The incident of ballot burning last night in the USA election, while small, is yet another value add for the widespread deployment of Digital Signatures and Distributed Ledger electronic mobile voting.
At the last presidential election, discussion was ongoing about voting by mobile, indeed the discussion has been ongoing since at least the early 2000s. The advent of distributed ledgers, mobile devices capable of high levels of encryption and digital identities has now made that possible.
Additionally, value adds include enfranchisement of the young and elderly, reduction of the threat of polling stations violence and intimidation, reduction of resources required for elections from law enforcement that can be focused elsewhere and reduction of journeys to polling stations, increasing sustainability.
As all of these positive business case balances acrue to different stakeholders, the case is hard to argue, as is often the case for truly disruptive new processes.
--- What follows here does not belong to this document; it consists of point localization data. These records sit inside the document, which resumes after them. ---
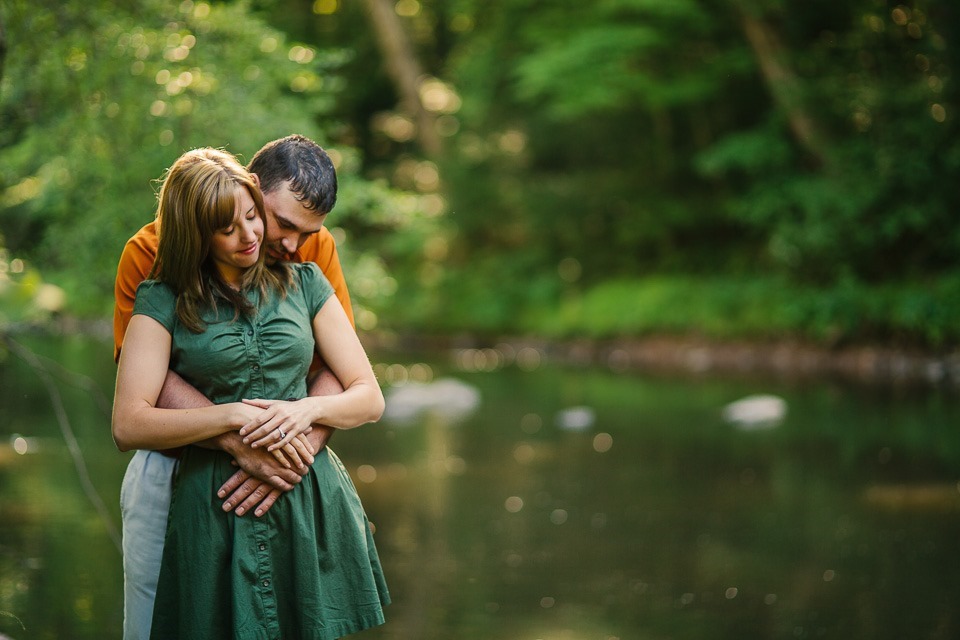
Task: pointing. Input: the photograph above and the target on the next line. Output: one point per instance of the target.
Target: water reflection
(651, 517)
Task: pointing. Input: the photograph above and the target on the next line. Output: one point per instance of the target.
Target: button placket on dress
(260, 526)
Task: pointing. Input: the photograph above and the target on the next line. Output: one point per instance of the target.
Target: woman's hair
(197, 199)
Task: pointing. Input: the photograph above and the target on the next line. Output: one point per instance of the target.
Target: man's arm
(177, 393)
(134, 267)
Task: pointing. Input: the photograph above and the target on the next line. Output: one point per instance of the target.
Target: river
(517, 498)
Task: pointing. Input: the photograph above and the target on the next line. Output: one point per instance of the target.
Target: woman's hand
(298, 452)
(277, 426)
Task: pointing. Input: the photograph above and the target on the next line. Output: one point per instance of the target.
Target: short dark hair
(303, 163)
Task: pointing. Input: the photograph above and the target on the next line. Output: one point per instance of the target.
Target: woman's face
(237, 247)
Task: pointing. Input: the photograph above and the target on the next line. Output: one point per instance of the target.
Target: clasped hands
(273, 451)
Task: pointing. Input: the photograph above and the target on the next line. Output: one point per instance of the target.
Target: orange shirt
(140, 250)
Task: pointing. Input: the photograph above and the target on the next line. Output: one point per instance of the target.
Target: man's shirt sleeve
(135, 264)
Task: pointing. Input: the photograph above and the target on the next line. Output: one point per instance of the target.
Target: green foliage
(99, 99)
(764, 308)
(24, 297)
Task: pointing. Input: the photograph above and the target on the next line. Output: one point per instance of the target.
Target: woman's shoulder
(155, 289)
(313, 285)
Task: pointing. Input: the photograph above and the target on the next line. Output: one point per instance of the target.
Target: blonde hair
(197, 199)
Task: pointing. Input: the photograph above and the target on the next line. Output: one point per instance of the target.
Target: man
(299, 186)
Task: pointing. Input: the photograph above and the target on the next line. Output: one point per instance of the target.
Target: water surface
(641, 514)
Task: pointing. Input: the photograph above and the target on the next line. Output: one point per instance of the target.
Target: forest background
(731, 169)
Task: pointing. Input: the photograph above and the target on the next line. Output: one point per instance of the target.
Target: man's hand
(243, 492)
(260, 480)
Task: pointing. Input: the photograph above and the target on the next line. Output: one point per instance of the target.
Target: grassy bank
(760, 308)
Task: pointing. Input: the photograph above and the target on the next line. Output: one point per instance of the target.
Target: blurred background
(663, 294)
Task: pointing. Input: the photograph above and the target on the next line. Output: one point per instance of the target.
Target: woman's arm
(360, 402)
(137, 422)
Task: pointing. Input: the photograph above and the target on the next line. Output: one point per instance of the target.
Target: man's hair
(197, 199)
(302, 162)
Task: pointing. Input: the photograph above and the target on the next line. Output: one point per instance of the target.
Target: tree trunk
(782, 83)
(404, 70)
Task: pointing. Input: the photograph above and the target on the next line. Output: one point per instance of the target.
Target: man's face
(289, 223)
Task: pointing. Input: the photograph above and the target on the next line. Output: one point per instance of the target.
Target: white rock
(575, 418)
(449, 398)
(756, 412)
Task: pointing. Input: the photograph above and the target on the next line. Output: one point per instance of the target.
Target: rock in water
(756, 412)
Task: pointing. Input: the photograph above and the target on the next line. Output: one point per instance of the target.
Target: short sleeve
(156, 300)
(315, 286)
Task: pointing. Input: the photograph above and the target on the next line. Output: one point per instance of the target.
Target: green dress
(309, 567)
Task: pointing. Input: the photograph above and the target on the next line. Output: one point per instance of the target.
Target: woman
(244, 333)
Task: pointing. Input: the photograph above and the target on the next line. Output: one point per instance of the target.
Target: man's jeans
(144, 503)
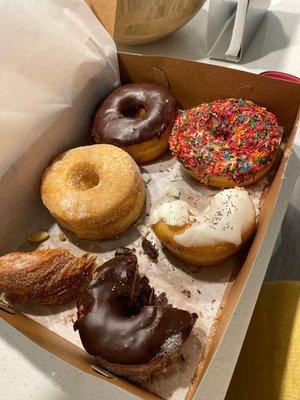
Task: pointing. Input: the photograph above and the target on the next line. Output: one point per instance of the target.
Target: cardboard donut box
(192, 83)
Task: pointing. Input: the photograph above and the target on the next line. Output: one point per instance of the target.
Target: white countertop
(27, 371)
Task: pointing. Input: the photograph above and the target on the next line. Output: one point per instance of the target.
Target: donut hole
(83, 177)
(133, 111)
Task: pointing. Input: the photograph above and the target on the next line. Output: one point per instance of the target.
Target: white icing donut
(229, 219)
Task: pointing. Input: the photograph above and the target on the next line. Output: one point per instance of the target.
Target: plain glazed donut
(137, 117)
(94, 191)
(226, 143)
(208, 237)
(131, 331)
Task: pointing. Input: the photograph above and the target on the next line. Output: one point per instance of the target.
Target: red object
(282, 75)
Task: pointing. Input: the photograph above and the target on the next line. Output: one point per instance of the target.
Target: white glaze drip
(174, 213)
(228, 216)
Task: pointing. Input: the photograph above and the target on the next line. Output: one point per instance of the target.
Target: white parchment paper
(57, 63)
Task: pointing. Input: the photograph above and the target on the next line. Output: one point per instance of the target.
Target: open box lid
(191, 82)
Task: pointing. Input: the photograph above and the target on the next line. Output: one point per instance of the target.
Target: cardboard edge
(71, 354)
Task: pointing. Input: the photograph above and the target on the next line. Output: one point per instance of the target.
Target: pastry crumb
(146, 178)
(143, 230)
(186, 292)
(38, 237)
(173, 191)
(62, 237)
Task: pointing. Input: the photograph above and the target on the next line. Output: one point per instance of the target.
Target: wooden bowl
(144, 21)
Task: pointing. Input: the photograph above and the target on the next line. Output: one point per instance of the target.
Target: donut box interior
(192, 83)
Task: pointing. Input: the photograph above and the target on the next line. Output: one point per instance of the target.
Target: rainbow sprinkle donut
(226, 143)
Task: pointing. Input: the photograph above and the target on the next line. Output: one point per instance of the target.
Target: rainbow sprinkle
(231, 138)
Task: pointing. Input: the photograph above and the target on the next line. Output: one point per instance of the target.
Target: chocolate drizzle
(122, 320)
(119, 121)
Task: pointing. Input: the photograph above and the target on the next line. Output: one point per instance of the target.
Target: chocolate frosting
(122, 320)
(116, 122)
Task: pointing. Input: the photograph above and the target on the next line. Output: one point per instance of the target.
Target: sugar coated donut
(94, 191)
(131, 331)
(226, 143)
(137, 117)
(208, 237)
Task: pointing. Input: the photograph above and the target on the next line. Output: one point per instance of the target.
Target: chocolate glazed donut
(137, 117)
(130, 330)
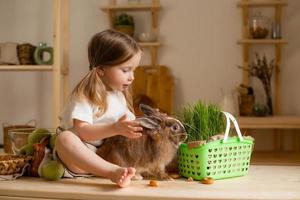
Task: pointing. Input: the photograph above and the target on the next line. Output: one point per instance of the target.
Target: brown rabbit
(150, 153)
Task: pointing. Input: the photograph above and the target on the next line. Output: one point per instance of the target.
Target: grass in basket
(202, 120)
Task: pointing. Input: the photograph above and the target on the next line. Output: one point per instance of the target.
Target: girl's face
(121, 76)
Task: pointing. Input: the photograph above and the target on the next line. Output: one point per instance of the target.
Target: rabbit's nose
(183, 137)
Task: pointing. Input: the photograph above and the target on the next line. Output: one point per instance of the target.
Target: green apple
(37, 135)
(52, 141)
(27, 150)
(52, 170)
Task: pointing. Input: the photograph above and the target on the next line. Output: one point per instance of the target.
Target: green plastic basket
(226, 158)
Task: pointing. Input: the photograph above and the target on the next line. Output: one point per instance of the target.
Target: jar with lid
(259, 26)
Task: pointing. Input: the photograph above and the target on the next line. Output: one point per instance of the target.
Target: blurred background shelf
(262, 3)
(262, 41)
(131, 7)
(272, 122)
(149, 44)
(26, 67)
(275, 158)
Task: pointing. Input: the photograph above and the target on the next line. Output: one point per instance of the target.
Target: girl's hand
(127, 128)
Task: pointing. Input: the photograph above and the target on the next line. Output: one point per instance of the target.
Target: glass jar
(259, 26)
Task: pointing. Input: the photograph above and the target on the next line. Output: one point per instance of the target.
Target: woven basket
(12, 164)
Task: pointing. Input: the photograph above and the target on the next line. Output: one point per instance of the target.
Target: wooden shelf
(275, 158)
(273, 122)
(261, 41)
(262, 3)
(26, 67)
(149, 44)
(129, 7)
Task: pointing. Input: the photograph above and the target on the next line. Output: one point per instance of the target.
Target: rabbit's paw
(137, 177)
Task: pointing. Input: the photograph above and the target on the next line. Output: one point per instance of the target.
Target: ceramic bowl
(147, 37)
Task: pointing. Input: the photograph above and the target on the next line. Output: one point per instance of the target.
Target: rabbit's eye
(174, 127)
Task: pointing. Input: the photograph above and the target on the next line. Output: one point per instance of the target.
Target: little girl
(100, 106)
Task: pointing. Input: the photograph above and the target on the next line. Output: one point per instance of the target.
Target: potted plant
(263, 70)
(124, 23)
(202, 121)
(208, 151)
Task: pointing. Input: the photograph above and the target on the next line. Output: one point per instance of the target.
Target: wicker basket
(12, 164)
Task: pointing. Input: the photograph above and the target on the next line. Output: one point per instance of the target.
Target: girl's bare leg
(80, 159)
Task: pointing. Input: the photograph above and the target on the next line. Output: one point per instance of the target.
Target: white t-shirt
(84, 111)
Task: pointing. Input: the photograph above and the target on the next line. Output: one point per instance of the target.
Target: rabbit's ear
(148, 123)
(147, 110)
(151, 113)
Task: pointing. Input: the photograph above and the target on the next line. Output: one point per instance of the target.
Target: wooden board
(155, 83)
(262, 182)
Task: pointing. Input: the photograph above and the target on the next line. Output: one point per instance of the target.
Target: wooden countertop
(262, 182)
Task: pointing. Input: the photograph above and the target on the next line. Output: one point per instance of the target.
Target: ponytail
(92, 89)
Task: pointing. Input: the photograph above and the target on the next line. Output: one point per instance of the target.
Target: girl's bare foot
(122, 176)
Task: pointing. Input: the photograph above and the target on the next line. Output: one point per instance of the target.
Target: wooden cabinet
(277, 121)
(154, 84)
(60, 8)
(153, 8)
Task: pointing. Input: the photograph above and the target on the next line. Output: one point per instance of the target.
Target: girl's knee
(65, 138)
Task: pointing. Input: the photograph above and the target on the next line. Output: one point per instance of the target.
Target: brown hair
(106, 49)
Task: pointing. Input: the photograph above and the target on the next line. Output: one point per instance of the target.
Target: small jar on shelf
(260, 26)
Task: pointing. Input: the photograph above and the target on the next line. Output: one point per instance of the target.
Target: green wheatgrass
(202, 120)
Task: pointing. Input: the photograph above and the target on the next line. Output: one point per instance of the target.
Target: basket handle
(230, 117)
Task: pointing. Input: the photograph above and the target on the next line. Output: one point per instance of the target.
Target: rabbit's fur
(150, 153)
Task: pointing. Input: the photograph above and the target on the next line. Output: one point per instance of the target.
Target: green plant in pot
(202, 121)
(208, 151)
(124, 23)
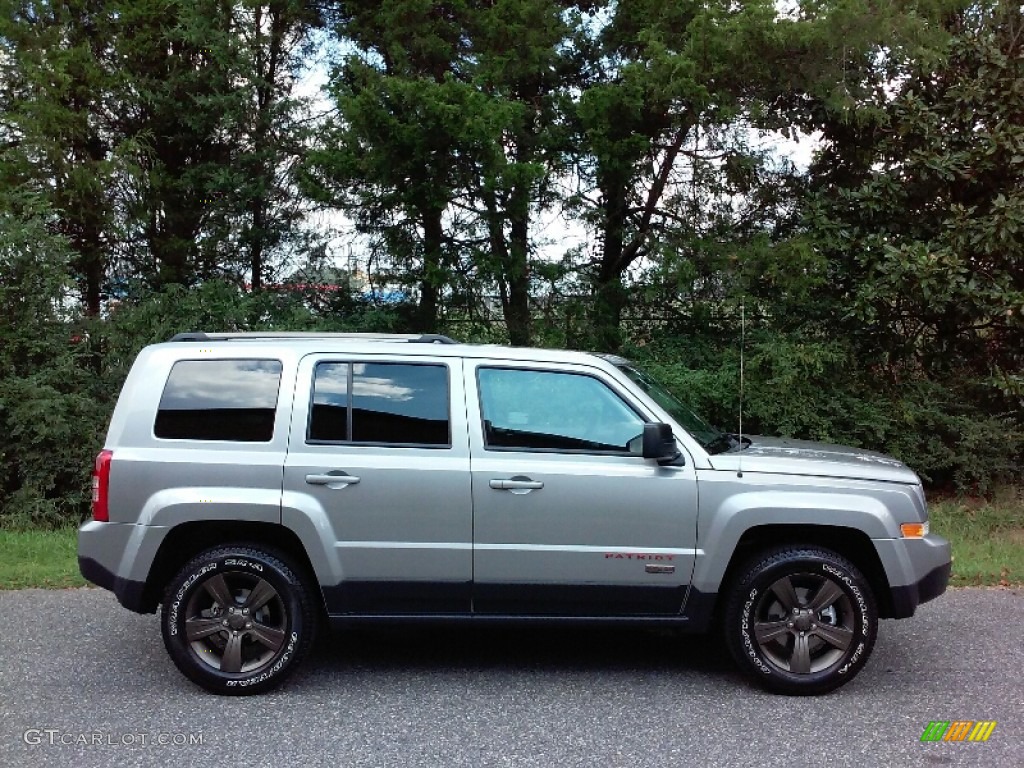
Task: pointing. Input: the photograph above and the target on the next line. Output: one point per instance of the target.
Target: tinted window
(380, 402)
(219, 400)
(549, 411)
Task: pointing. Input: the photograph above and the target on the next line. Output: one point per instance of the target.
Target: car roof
(420, 344)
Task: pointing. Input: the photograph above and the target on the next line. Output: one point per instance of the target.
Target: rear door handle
(516, 484)
(334, 479)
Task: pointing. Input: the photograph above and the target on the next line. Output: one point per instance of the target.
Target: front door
(569, 519)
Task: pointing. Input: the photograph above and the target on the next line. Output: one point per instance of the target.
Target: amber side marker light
(913, 529)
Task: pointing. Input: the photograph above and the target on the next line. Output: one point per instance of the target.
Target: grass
(987, 538)
(39, 558)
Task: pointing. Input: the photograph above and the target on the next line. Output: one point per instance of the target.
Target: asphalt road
(85, 683)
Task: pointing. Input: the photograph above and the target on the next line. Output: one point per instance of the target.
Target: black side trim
(130, 594)
(577, 599)
(699, 609)
(678, 623)
(905, 599)
(95, 572)
(397, 597)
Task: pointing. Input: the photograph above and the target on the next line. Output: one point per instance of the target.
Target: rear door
(378, 460)
(569, 518)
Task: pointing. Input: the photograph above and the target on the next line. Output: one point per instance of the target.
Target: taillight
(101, 486)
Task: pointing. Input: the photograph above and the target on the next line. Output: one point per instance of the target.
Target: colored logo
(958, 730)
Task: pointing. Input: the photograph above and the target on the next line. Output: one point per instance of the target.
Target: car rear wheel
(238, 620)
(801, 620)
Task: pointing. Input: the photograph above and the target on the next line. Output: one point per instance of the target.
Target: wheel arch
(852, 544)
(188, 539)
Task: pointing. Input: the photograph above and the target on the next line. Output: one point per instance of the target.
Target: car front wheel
(801, 620)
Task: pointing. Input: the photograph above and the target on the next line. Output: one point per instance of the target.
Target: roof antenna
(742, 347)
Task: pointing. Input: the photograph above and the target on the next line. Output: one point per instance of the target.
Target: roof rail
(254, 335)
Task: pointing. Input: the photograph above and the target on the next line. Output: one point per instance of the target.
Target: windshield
(712, 438)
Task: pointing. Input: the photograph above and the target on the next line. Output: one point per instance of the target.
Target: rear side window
(389, 403)
(219, 400)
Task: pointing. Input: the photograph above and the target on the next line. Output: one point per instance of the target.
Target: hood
(783, 456)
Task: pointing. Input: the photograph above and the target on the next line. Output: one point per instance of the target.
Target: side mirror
(659, 443)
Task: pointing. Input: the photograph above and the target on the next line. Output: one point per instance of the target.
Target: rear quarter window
(232, 400)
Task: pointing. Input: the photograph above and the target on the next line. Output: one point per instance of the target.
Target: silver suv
(256, 485)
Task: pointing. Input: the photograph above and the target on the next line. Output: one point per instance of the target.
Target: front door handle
(335, 479)
(517, 483)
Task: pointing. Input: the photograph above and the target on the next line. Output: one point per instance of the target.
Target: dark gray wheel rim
(804, 624)
(236, 623)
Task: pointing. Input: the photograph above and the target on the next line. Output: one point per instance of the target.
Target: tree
(57, 70)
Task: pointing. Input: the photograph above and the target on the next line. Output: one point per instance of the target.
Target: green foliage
(48, 418)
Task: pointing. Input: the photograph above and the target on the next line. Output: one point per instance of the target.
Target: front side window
(219, 400)
(552, 411)
(380, 402)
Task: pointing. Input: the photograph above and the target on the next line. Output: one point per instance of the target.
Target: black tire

Leaving aside incumbent interests’ lobbying.
Now the elephant in the room that the public discourse has been driven towards is security, are mobile elections safe? That argument is a decade out of date now, since the advent of distributed lesdgers. A well structured governance can now be created, as I was instrumental in at the European Union, that digitally replays constitutional governance, to ensure, without margin for discussion, that voting is fair.
Voting by mobile device is something I have been advocating for at least eight years, check my post.
Ultimately however, we may have to wait a generation for public confidence in technology to allow for this jump to distributed, electronic voting.